Why is a matched system important?
A matched system is important for a variety of reasons. One is comfort. When all our components are properly sized to your home, you can control exactly how much heating or cooling you need so you can relax. Also, a properly sized matched system enables every component to perform as designed, meaning proper cycle times are maintained, humidity is controlled, and system sound is minimized. Another reason matched systems are important is efficiency. Most systems people buy are too large for their homes, meaning they pay to heat and cool space that isn’t even there. A matched system outlined by a dealer who has completed a load calculation for your home provides just the right amount of heating and cooling you need so you get the most value for your utility dollar.
What are the advantages of units with variable speed fans?
Variable speed fans operate on a simple principle: they are able to spin at different speeds depending on the heating and cooling needs of your home. Usually, they operate at lower speeds, delivering a steady, reliable stream of warm or cool air to your home. This helps control humidity levels, utility costs and system noise. When conditions become more extreme, the fan speed increases so that the system can meet increased demand, guaranteeing that on even the hottest days or coldest nights, your comfort needs will be met.
Why does the air coming from the registers feel cool when my heat pump is set for heating?
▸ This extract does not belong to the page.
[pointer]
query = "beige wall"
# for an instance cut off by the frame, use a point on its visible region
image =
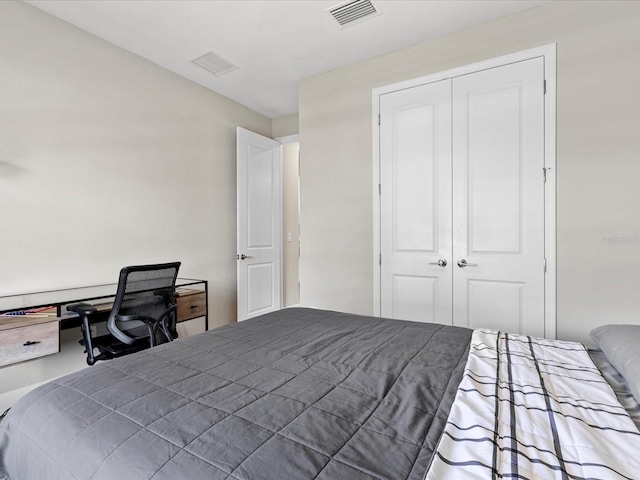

While a heat pump is perfectly capable of effectively heating your home, the temperature of the air coming out of the registers confuses some people. The air is heated to about 90 to 95 degrees, depending on the outdoor temperature. This temperature is approximately 20- 25 degrees warmer that the indoor air temperature and will warm your house. It is, however, below body temperature (98.6 degrees) and can feel cool when someone puts their hand in the airflow.
What is the purpose of auxiliary heat?
Under normal operating conditions, the auxiliary heat is brought on automatically by the thermostat when the indoor temperature drops during heat pump operation. There are also times during cold, wet weather when the outdoor coil may ice up and your heat pump will go into a defrost cycle. This is nothing more than reversing the process back to cooling mode. Cooling mode makes the outdoor coil hot and melts any ice. The defrost cycle should only last a few minutes and then return to heating mode. During the defrost cycle, your comfort system is in cooling mode and the supply air is cool. To offset this cool air, the auxiliary heat will be energized during defrost. A mist or fog may be visible from the outdoor unit during defrost.
What do S.E.E.R., A.F.U.E., and H.S.P.F. mean?
S.E.E.R. stands for Seasonal Energy Efficiency Rate. A.F.U.E. stands for Annual Fuel Utilization Efficiency and H.S.P.F. stands for Heating Seasonal Performance Factor. These are the most commonly used terms to describe equipment efficiencies. The higher the number, the better.